Memory usage by arrays in C - c

int main() {
int i = 0, ARRAY_SIZE = 500000;
char **char_array;
char_array = (char **)malloc(ARRAY_SIZE * sizeof(char*));
//physical memory used before loop = M KB
for (i = 0; i < ARRAY_SIZE; i++) {
char_array[i] = (char *)malloc(16 * sizeof(char));
}
//physical memory usage after loop = M+19532 KB
return 0;
}
I have the above piece of code. I don't understand where the 19532 KB of memory use is coming from. In my machine (64 bit), sizeof(char*) should be 8 bytes. For row initialization of an array, how is memory used? I'm a beginner in C, so any help would be appreciated.

Every call to malloc uses some additional "overhead" memory beyond the amount you actually request. The library needs some space to keep track of those blocks to know how to free them later, and it may round up the size of small allocations for alignment.
Your allocation of char_array itself needs 500000 * 8, about 4 megabytes of memory, and the overhead is probably negligible. So it looks like your 500000 allocations of 1 byte each are actually using about 32 bytes each. This wouldn't be too unusual; for instance, malloc might be rounding up the size to 16 bytes for alignment, and then needing an additional 16 bytes for bookkeeping (say, 8 bytes each for a size and a pointer to the next block to make a linked list).
Obviously, this is a very inefficient way to allocate space for 500000 characters. You should instead just create an array of 500000 char (not pointers) and index into it directly.
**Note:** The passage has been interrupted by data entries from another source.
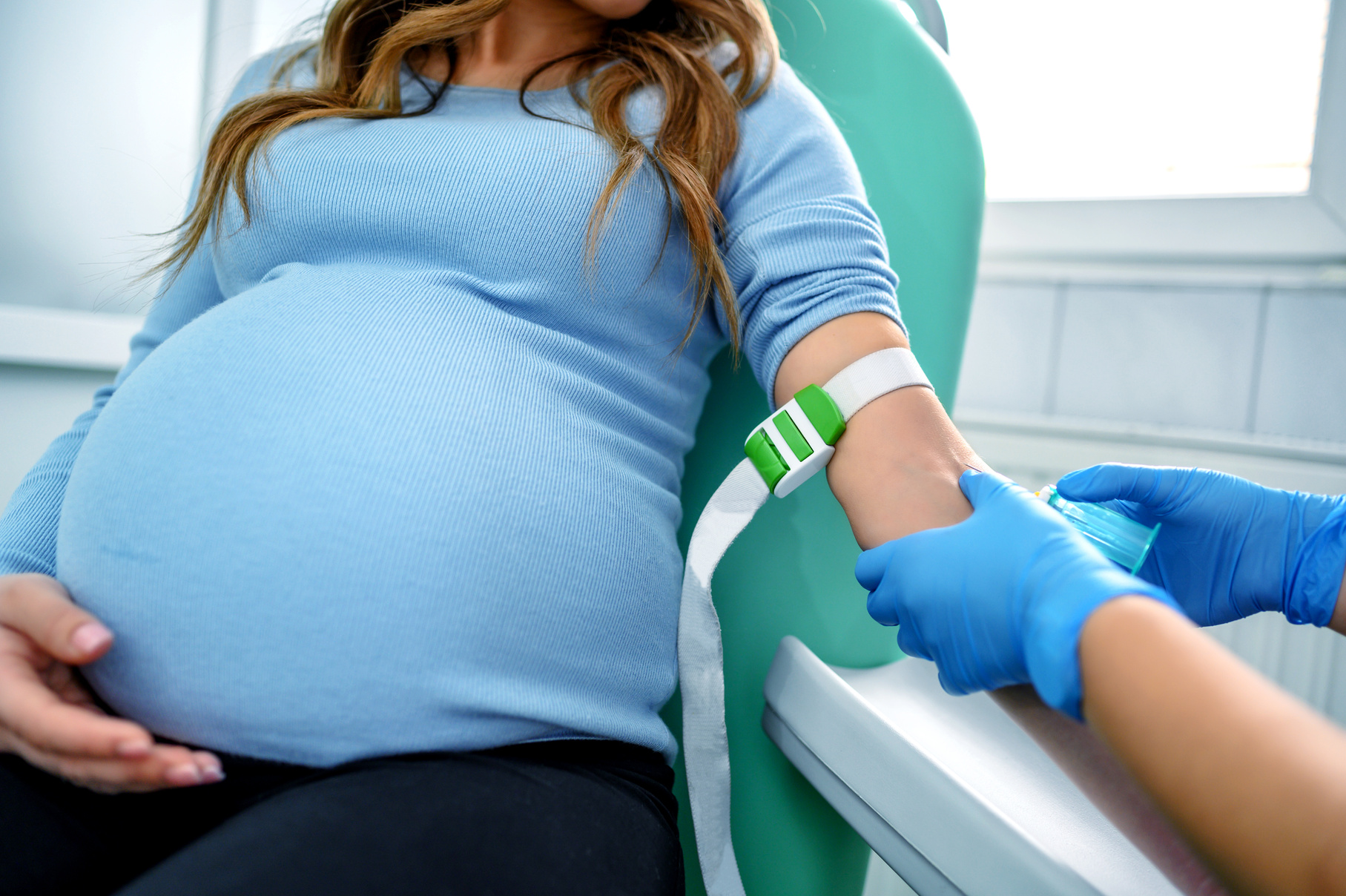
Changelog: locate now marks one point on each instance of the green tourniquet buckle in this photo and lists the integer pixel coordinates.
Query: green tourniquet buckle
(796, 441)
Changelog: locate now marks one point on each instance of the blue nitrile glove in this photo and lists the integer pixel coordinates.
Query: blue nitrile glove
(1230, 548)
(997, 599)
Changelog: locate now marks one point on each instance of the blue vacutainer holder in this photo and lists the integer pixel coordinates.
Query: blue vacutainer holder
(1119, 537)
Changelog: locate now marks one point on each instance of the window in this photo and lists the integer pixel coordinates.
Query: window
(1158, 130)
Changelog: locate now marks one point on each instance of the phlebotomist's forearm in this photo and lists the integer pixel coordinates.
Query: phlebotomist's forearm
(1252, 778)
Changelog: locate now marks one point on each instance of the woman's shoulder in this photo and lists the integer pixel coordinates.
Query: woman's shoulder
(287, 66)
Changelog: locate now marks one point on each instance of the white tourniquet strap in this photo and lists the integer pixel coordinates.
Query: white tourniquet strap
(700, 651)
(874, 375)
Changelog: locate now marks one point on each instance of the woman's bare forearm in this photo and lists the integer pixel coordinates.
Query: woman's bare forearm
(1251, 777)
(898, 463)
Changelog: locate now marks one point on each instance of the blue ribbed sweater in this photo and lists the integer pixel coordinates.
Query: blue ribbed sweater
(391, 470)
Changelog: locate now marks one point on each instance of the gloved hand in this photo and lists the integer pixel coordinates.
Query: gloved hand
(1230, 548)
(997, 599)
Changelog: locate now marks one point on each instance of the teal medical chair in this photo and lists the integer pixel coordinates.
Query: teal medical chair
(888, 89)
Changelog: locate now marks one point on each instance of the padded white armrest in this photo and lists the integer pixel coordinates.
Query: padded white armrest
(957, 797)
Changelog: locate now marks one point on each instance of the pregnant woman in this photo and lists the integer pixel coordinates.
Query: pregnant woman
(363, 576)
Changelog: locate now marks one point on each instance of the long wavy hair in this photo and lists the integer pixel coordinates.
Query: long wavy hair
(358, 62)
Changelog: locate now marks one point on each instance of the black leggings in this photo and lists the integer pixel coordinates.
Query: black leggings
(558, 817)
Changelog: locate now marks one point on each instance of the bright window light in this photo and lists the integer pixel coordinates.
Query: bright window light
(1083, 99)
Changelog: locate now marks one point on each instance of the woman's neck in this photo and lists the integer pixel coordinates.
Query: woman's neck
(515, 43)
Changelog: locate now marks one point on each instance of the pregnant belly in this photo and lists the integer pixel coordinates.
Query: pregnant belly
(303, 520)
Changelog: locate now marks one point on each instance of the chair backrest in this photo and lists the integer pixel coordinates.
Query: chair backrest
(791, 573)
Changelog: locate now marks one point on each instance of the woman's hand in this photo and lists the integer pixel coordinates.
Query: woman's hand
(1230, 548)
(49, 719)
(997, 599)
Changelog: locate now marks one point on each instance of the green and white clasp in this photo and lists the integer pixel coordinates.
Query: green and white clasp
(797, 441)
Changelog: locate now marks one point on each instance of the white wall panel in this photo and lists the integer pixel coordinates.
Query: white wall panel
(38, 404)
(99, 145)
(1007, 362)
(1182, 357)
(1303, 375)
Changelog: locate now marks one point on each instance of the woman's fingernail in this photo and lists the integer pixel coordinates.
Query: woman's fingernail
(183, 775)
(133, 748)
(89, 638)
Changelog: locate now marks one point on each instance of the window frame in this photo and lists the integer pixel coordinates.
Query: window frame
(1306, 228)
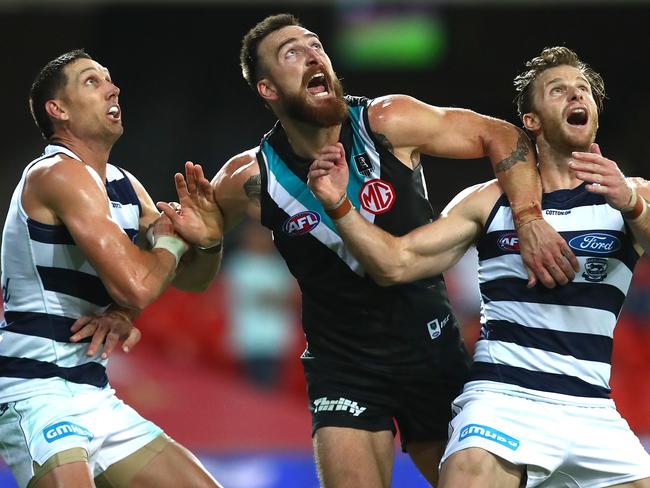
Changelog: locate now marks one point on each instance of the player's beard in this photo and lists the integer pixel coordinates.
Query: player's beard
(326, 113)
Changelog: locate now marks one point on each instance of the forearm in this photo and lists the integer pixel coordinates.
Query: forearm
(141, 279)
(198, 269)
(378, 251)
(638, 218)
(513, 160)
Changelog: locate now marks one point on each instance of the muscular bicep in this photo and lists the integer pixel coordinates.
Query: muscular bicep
(85, 213)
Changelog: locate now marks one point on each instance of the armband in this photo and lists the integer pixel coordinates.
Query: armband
(526, 215)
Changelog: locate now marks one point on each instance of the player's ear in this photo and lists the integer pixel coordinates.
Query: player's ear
(56, 110)
(267, 90)
(531, 122)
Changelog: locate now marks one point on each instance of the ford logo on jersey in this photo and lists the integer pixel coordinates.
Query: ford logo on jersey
(596, 242)
(509, 242)
(301, 223)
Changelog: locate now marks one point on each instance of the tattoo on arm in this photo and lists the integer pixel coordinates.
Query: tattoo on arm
(383, 140)
(253, 188)
(518, 155)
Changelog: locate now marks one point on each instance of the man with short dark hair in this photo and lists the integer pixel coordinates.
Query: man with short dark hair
(68, 251)
(373, 355)
(536, 411)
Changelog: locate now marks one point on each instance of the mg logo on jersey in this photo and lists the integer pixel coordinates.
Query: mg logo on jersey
(64, 429)
(377, 196)
(509, 242)
(490, 434)
(301, 223)
(435, 326)
(597, 242)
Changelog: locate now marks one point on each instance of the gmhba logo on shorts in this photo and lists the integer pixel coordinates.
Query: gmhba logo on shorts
(301, 223)
(377, 196)
(60, 430)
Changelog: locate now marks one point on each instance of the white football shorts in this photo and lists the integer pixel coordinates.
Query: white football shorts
(564, 446)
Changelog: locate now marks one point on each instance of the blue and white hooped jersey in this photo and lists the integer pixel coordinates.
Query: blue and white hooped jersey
(47, 284)
(554, 343)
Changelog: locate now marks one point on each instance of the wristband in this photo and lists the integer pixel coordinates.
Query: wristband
(526, 215)
(341, 210)
(172, 244)
(213, 249)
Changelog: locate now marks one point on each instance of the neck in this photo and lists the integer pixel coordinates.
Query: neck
(307, 140)
(554, 167)
(93, 153)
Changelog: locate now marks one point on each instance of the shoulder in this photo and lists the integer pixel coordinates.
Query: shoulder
(62, 170)
(384, 110)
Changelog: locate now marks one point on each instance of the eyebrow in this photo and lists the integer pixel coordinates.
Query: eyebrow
(93, 68)
(555, 80)
(293, 39)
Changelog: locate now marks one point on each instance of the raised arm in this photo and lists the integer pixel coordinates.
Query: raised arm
(629, 195)
(426, 251)
(209, 208)
(409, 128)
(133, 277)
(198, 219)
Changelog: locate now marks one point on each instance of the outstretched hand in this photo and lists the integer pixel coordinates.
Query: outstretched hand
(603, 177)
(108, 328)
(328, 175)
(199, 220)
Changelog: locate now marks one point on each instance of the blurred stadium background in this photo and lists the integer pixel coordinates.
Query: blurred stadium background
(204, 369)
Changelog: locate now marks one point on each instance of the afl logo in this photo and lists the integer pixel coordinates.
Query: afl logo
(596, 242)
(377, 196)
(301, 223)
(509, 242)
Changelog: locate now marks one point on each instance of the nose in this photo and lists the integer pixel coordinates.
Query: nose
(312, 56)
(114, 90)
(575, 93)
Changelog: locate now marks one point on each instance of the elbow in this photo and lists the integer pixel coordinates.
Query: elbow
(388, 276)
(134, 296)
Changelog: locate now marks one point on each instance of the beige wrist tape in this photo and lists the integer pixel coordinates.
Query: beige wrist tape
(172, 244)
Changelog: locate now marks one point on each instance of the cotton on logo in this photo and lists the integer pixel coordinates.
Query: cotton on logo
(377, 196)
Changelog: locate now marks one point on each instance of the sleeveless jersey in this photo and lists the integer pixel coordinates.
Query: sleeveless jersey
(554, 343)
(346, 317)
(47, 284)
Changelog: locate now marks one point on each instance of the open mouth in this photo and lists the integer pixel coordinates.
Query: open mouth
(114, 112)
(578, 116)
(317, 85)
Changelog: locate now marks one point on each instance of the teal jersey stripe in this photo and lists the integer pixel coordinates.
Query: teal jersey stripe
(297, 188)
(358, 147)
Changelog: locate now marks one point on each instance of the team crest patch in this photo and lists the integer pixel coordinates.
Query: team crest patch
(364, 165)
(509, 242)
(377, 196)
(301, 223)
(595, 270)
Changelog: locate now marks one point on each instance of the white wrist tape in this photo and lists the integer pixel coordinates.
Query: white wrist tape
(172, 244)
malloc is allowed to arrange and "align" the blocks of memory you allocate in really any way it wishes, and in practice there are both minimum allocation sizes and internal bookkeeping overhead for each block. Single-byte allocations (inside the loop you're allocating chars and not char *s) are uncommon because they're inefficient to do like this; in practice you're probably actually allocating (at least) 8 bytes plus the internal overhead, each.
Whatever "physical memory" measure you're looking at does not map precisely to what you're looking for here. malloc generally takes pools of memory from the OS and then doles it out into the smaller allocated blocks (with internal overhead) that you see at the level of your program. I would not expect any kind of exact correspondence between bytes allocated by the user program via malloc, and what the OS reports about the process. Perhaps a directional correlation holding all else equal, but not something worth spending much time trying to deduce conclusions from.

Related

calling malloc multiple times - higher than expected memory usage

When I run the following 32 bit application (debug mode) under windows a memory usage reaches 2GB limit and loop breaks when i equals 42885988:
for(int i = 0; i < 104857600; ++i)
{
uint8_t* ptr = (uint8_t*)malloc(1);
if (!ptr)
{
break;
}
*ptr = 0;
}
104857600 that's 100mb so how to explain a behavior of the above program ?
malloc(1) doesn't allocate one byte.
The malloc man page notes that the memory returned "is suitably aligned for any built-in type." So if the first call to malloc returns address 0x1000, the second call probably can't return 0x1001, because that address might not be "suitably aligned for any built-in type." (Some processors can't access words at odd addresses, or generally N-byte values at addresses not evenly divisible by N, and some of those that can do so less efficiently.) So the second malloc call will have to return at least 0x1004 or even 0x1008.
Also, malloc has to allocate extra memory to store information about the buffer it returns to you. When you later call free, that function has to know the size of the buffer, for example. On a 64-bit machine that's at least another 8 bytes. Depending on how the runtime manages the heap, it may have to store additional information.
If you assume that each malloc actually allocates at least 8 bytes (for alignment) plus another 8 or 16 for housekeeping, you can see that 100 million calls to malloc of one byte each can get you over 2GB.
I'm not sure if each of your calls is actually using 16 or 24 bytes or whatever; the point is that it's a lot more than one.
2GB/42885988 is a shade over 50 bytes per allocation.
This is more that would be expected from a simple Windows heap allocation, so I suspect you are running a DEBUG build, in which case there is extra overhead of guard bytes around your allocated memory. More details can be found in this article - http://www.nobugs.org/developer/win32/debug_crt_heap.html .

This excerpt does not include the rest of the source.